You would call fetch_table with the correct metadata in the following way:

custom <- list("Age of Claimant (bands only)" = c("16-64", "65+", "Total"))
results <- fetch_table(filename = "hb-by-age.json", custom = custom)

The results look like this. Note that the URIs are not modified, and show the component age bands used in the custom variables.

$measures
[1] "Housing Benefit Claimants"

$fields
[1] "Age of Claimant (bands only)" "Month"                       

$items
$items$`Age of Claimant (bands only)`
[1] "16-64" "65+"   "Total"

$items$Month
[1] "201811 (Nov-18)"

$uris
$uris$`Age of Claimant (bands only)`
[1] "str:value:hb_new:V_F_HB_NEW:AGE_BAND:V_C_AGE_BAND_2:1"
[2] "str:value:hb_new:V_F_HB_NEW:AGE_BAND:V_C_AGE_BAND_2:2"
[3] "str:value:hb_new:V_F_HB_NEW:AGE_BAND:V_C_AGE_BAND_2:3"
[4] "str:value:hb_new:V_F_HB_NEW:AGE_BAND:V_C_AGE_BAND_2:4"
[5] "str:value:hb_new:V_F_HB_NEW:AGE_BAND:V_C_AGE_BAND_2:5"
[6] "str:value:hb_new:V_F_HB_NEW:AGE_BAND:V_C_AGE_BAND_2:6"
[7] "str:value:hb_new:V_F_HB_NEW:AGE_BAND:V_C_AGE_BAND_2:7"
[8] "str:value:hb_new:V_F_HB_NEW:AGE_BAND:V_C_AGE_BAND_2:8"
[9] "str:value:hb_new:V_F_HB_NEW:AGE_BAND:V_C_AGE_BAND_2:9"

$uris$Month
[1] "str:value:hb_new:F_HB_NEW_DATE:NEW_DATE_NAME:C_HB_NEW_DATE:201811"

$dfs
$dfs$`Housing Benefit Claimants`
# A tibble: 3 x 3
  `Age of Claimant (bands only)` Month           `Housing Benefit Claimants`
  <chr>                          <chr>                                 <dbl>
1 16-64                          201811 (Nov-18)                     2688155
2 65+                            201811 (Nov-18)                     1239526
3 Total                          201811 (Nov-18)                     3927676

When specifying the custom metadata, you need to use the correct field names for the custom variables, and provide the correct number of labels, listed in the same order that they are defined within the query. As long as the custom argument correctly describes the structure of the variables you have used in your results, fetch_table should do the right thing. But it is up to you to ensure you have described the missing metadata correctly. You should verify that the labels in your results are aligned with the correct data by comparing your query results with the results of an equivalent query shown in the web interface.

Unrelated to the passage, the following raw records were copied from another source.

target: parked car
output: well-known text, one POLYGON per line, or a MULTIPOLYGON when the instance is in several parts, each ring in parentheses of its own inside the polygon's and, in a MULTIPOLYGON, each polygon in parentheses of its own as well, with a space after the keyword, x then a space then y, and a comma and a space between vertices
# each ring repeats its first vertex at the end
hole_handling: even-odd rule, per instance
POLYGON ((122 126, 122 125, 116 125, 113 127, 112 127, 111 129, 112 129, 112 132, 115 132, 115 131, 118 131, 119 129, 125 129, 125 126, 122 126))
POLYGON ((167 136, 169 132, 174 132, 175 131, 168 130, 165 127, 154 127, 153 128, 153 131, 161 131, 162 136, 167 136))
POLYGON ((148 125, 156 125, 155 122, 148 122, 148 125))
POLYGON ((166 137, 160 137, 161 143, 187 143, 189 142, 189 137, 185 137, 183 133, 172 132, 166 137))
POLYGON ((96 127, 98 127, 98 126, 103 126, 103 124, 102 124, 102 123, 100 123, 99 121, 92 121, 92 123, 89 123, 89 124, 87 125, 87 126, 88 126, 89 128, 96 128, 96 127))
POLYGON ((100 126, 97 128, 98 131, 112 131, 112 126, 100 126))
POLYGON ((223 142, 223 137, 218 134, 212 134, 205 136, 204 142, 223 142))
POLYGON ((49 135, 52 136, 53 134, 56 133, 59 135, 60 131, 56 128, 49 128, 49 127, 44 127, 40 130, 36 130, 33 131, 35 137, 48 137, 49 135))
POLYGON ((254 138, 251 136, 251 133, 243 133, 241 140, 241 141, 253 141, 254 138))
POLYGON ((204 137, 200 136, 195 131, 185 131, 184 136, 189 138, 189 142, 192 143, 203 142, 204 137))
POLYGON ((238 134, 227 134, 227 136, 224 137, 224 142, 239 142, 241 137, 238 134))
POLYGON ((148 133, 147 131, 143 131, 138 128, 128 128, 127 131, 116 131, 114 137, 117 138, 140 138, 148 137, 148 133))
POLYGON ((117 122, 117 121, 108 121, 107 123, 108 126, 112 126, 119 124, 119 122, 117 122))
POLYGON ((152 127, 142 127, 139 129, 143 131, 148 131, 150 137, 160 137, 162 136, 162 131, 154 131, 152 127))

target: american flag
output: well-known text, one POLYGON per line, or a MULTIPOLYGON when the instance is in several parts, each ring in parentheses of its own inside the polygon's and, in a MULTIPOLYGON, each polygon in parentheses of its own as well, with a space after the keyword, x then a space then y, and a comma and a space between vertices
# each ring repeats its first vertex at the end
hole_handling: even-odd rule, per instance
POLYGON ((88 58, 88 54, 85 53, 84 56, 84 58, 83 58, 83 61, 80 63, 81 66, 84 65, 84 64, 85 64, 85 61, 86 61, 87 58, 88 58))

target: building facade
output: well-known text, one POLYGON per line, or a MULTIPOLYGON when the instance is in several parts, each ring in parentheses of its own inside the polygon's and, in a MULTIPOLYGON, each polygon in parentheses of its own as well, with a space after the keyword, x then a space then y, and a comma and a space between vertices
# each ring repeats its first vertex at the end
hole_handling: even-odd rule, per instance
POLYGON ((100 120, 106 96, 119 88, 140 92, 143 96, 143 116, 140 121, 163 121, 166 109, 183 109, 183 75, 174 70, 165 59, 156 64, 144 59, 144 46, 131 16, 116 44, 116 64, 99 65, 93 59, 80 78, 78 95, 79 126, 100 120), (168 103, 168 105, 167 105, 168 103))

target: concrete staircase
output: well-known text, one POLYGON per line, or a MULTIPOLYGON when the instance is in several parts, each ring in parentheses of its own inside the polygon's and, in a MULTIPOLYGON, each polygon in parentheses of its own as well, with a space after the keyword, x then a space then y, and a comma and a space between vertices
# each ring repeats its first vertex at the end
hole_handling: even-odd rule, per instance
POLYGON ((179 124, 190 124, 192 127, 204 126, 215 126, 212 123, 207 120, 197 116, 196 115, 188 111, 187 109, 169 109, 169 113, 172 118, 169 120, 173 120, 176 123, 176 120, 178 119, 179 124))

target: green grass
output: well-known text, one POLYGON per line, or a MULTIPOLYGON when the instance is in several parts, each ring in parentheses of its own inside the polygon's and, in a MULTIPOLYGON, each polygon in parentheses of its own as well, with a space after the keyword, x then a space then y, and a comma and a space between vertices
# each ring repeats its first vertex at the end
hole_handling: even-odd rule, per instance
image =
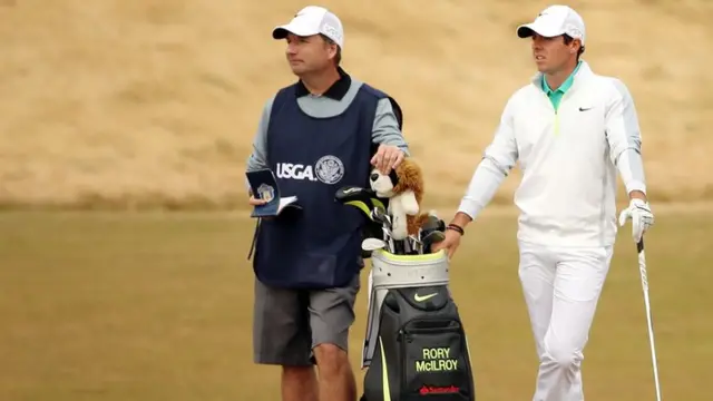
MULTIPOLYGON (((478 399, 528 400, 537 360, 515 218, 486 216, 471 227, 452 287, 478 399)), ((0 214, 0 400, 279 400, 279 370, 252 363, 252 229, 229 214, 0 214)), ((666 400, 711 398, 711 216, 671 215, 647 237, 666 400)), ((587 399, 653 400, 649 359, 626 227, 585 350, 587 399)))

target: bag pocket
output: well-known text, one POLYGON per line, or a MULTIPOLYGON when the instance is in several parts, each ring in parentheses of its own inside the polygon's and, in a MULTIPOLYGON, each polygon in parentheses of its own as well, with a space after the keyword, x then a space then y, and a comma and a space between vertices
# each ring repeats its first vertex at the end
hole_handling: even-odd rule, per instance
POLYGON ((401 400, 472 400, 465 333, 456 320, 418 319, 400 332, 401 400))

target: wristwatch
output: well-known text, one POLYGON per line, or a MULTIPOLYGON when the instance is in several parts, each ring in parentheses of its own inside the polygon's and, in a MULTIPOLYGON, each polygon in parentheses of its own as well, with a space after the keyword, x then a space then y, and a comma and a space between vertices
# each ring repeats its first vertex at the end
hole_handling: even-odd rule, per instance
POLYGON ((455 231, 456 233, 460 234, 461 236, 466 235, 466 231, 463 229, 463 227, 461 227, 461 226, 459 226, 459 225, 457 225, 457 224, 453 224, 453 223, 449 224, 449 225, 446 227, 446 229, 452 229, 452 231, 455 231))

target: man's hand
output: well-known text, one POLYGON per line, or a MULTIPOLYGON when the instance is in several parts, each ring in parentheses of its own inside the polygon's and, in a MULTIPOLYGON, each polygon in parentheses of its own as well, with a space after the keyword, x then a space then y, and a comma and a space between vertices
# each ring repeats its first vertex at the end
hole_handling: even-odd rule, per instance
POLYGON ((250 198, 247 199, 247 203, 251 206, 260 206, 260 205, 266 204, 267 202, 265 199, 257 199, 253 195, 251 195, 250 198))
POLYGON ((448 253, 448 260, 450 261, 456 254, 456 250, 460 245, 460 237, 463 235, 461 232, 465 232, 466 226, 472 222, 469 215, 458 212, 453 219, 450 222, 448 226, 456 226, 453 228, 446 227, 446 238, 439 243, 436 243, 431 246, 432 252, 438 252, 440 250, 446 250, 448 253), (460 229, 458 229, 460 227, 460 229))
POLYGON ((638 243, 644 233, 654 225, 654 215, 651 213, 648 202, 638 197, 632 198, 628 207, 619 214, 619 226, 624 226, 629 218, 632 219, 632 236, 634 242, 638 243))
POLYGON ((406 154, 393 145, 379 145, 379 149, 374 157, 371 158, 372 166, 377 167, 381 173, 389 174, 392 168, 397 168, 406 154))

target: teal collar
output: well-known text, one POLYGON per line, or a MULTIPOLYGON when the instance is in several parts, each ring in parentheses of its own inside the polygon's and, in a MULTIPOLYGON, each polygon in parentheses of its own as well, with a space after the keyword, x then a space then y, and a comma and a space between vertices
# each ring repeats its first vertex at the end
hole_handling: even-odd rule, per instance
POLYGON ((557 90, 551 90, 549 88, 549 85, 547 85, 547 79, 545 79, 545 76, 543 76, 543 79, 541 79, 543 91, 545 91, 547 96, 551 96, 554 92, 560 92, 564 95, 567 90, 569 90, 569 88, 572 88, 572 84, 574 84, 575 75, 577 75, 577 71, 579 70, 579 66, 582 66, 582 61, 577 62, 577 67, 575 67, 575 70, 572 71, 569 77, 567 77, 567 79, 559 86, 559 88, 557 88, 557 90))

Please note that this is currently an experimental feature.

API Issues

Every now and again the Stat-Xplore API fails to respond to a request that it normally returns correctly. This results in a timeout with the error message Could not connect to Stat-Xplore: the server may be down. This appears to be an issue with the server itself: waiting and trying again later normally resolves this issue. I have reported the problem to the Stat-Xplore team.